In Murang’a, he would go against Governor Mwangi Wairia and Kigumo MP Jamleck Kamau.

“It is hard to tell who is more popular between Wairia and Jamleck,” a Murang’a resident said in an interview.

“All the people who fell out with Wairia went to Jamleck. Those who have benefitted from his leadership and loved him cannot stand Jamleck. Kenneth’s entry excites the race and is a total game changer.”

Wairia is popular with the older generation and farmers. He is shrewd and enjoys the benefits of incumbency.


Kamau is loved by the youth and urbanites but has little to show regarding transformative projects. He, however, is seen to work alone. Only Kandara’s Alice Wahome attended the event where he announced his candidature for governor. Five MPs, all members of the parliamentary committee on Energy, Communication and Information, attended the event.

A section of residents says they want Kenneth to vie for Murang’a governor as they are tired of the constant fights between Wairia and Kamau.

The two leaders have engaged in push-and-pull since Kamau declared in 2014 that he would run for Murang’a governor.

The MP accused the governor of misappropriating public funds while Wairia accused him of facilitating his failed impeachment.

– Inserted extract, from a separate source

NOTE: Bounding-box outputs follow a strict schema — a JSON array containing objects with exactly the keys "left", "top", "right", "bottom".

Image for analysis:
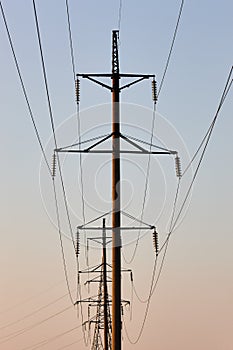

“Peter Kenneth will be a third force that will gain appeal among residents who are tired of the constant fights between Kamau and Wairia,” said John Gitau, a trader in Maragua town.

Gitau said Kenneth is a sober leader who has a national appeal and a good development history as Gatanga MP.


Joseph Gachane, a farmer in Kambiti, said Kenneth’s entry into the governor race would make it a two-horse race between him and Wairia, sweeping Kamau aside.

Gachane said if elections were held today, Wairia would win, although he would face stiff competition if Kenneth joined the race. The farmer also said Kenneth would have to answer questions on why he has been quiet on both local and national issues, only choosing to come out months before the general election.

“He would have to explain to the Murang’a people where he was when every Kenyan was discussing the Northern Collector Tunnel or corruption,” he said. His sentiments contrasted with those made by Ben Gachagua, an opinion leader in Murang’a town. He said Kamau would win if an election were held without Kenneth in the race.

He said despite Wairia initiating important development projects in the county, his staff has let him down and has not embraced transparency in their work.

“Kenneth would have a very high probability of winning, but he would have to work out a way of working together with Kamau to avoid dividing votes in the Murang’a South bloc as Wairia garners the Murang’a North vote alone,” he said.

According to the Independent Electoral and Boundaries Commission, constituencies in Murang’a South, where both Kamau and Kenneth hail from, have 280, 898 registered voters, while Murang’a North has 171, 943 voters.


Political analyst Peter Kagwanja has said an impromptu election would see Wairia winning with a landslide. Kagwanja said Wairia has established projects which are popular among residents but are not endearing to the elite.

“Wairia has managed to traverse the county, developing projects that are very popular with residents and has gained their support,” Kagwanja said.

The political analyst said a survey done through the East African Index research company has indicated that Wairia has a big lead due to the populist projects he has initiated, such as empowering the dairy sector, issuing napier grass seeds and sweet potato vines. He believes Kenneth also stands a chance of winning should he join the race, due to his development record.